Париж. Ницца. Лазурный берег. Как "громы медные" прозвучали в ушах моих эти слова той казанской зимой, в том домишке, в том углу у занавески. Завидовала ли я сестре, которая видит Париж и скоро увидит Ниццу? Вероятно - да, хотя и себе в этом не призналась бы. Я сама выбрала свой путь, для меня он единственный, другого не могло быть, эта вера держала меня и, добавлю, не покинула до сегодня. И в своем ватном халате, под бабкин храп вставляла в машинку новый лист сквернейшей бумаги оберточного типа, телесного цвета, с неровно обрезанными краями,- бумагу выдавали в институте... Того письма нет, сестра ведь тоже все выбрасывала, но я помню его, из-за Ниццы, вероятно, и помню... Я радовалась за Ольгу, это прекрасно - повидать Лазурный берег, но не надо забывать о тех, у кого этой возможности нет. Ссылаясь на заметки нашей печати, я информировала сестру о положении французского рабочего класса и умоляла ее не "обуржуазиться"...

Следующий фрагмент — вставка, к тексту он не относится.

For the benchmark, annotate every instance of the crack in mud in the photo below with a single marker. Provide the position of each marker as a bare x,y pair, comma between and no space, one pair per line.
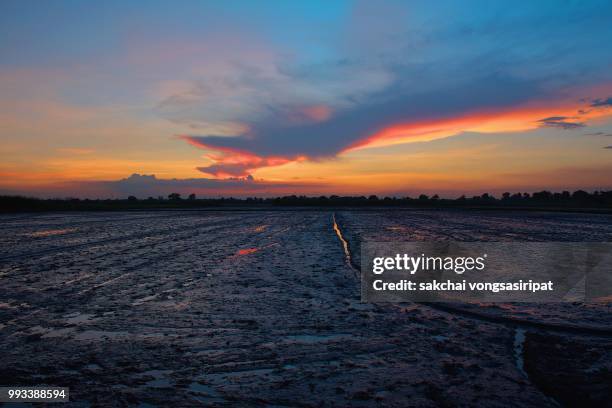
345,246
520,326
509,321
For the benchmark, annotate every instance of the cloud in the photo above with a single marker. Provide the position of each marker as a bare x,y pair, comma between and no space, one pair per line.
143,186
562,122
599,103
374,82
598,134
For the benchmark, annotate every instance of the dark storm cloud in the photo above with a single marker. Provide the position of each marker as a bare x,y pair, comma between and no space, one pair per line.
562,122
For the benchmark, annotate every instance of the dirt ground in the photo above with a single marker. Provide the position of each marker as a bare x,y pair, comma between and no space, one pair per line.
262,308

Но сохранилось письмо, отправленное мною в те же дни Катерине Ивановне Корнаковой. Я послала его на адрес матери, а она, перед тем как передать, сняла копию.

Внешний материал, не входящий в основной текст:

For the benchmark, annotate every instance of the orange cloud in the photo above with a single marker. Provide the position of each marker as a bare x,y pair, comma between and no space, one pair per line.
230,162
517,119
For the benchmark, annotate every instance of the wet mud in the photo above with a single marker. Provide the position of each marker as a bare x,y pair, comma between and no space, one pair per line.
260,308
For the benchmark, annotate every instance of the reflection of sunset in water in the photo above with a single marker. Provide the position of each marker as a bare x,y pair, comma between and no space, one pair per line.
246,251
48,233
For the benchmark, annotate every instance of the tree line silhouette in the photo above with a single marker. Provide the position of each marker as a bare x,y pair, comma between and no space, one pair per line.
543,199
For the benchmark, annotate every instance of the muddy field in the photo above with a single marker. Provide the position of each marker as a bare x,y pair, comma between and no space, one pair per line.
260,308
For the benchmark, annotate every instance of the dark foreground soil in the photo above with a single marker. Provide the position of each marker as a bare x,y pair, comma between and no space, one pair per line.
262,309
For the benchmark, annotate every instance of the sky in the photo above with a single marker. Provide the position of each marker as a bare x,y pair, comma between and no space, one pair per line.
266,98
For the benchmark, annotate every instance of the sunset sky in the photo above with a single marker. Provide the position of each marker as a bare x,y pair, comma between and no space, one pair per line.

Корнакову я видела за несколько дней до моего отъезда: Бринеры устроили мне прощальный ужин, пригласив мою мать, Аду, еще каких-то друзей. На людях, на шуму, в присутствии Бориса Юльевича, Корнакова казалась веселой, спокойной, а в передней, прощаясь, шепнула мне: "Зайдите еще раз утром, как сможете, ладно?" Я обещала. И не зашла. Ясно видела, как все будет: халат, четвертинка и - слезы. Нечто подобное было за неделю до прощального ужина - я забежала к Катерине Ивановне на минутку, а просидела чуть не два часа. Разговорились за четвертинкой, почти как встарь, но от выражения ее глаз щемило сердце. И вспоминались мне тогда слова Цветаевой: "Русской ржи от меня поклон, ниве, где баба застится..." Корнакова поклонов не передавала и вообще больше слушала, чем сама говорила, время от времени повторяя: "Только бы вам в Москву попасть, Наталья, в Москву бы!" А в глазах - загнанность, безнадежность, тоска... Несмотря на уйму предотъездных дел, я могла бы выбрать часок, чтобы забежать к ней,- но не забежала. Себя щадила. Рядом была мать, которую страшил мой отъезд,- как я смеялась над этими страхами! - мать, изо всех сил старавшаяся быть такой, как всегда, чтобы никаких жалких слов, чтоб ни слезинки, и это удалось ей. Но годы спустя, стоило мне закрыть глаза, как я видела ее напряженно-спокойное лицо на шанхайской пристани, от которой под музыку и радостные клики отходил наш пароход. И вот уже лица не различишь, и фигура ее в сером пальто потеряла очертания, и берег все дальше, бежали по небу низкие облака, на реке дул пронзительный ветер, а я думала: какое у нее лицо сейчас, когда она знает, что я ее больше не вижу?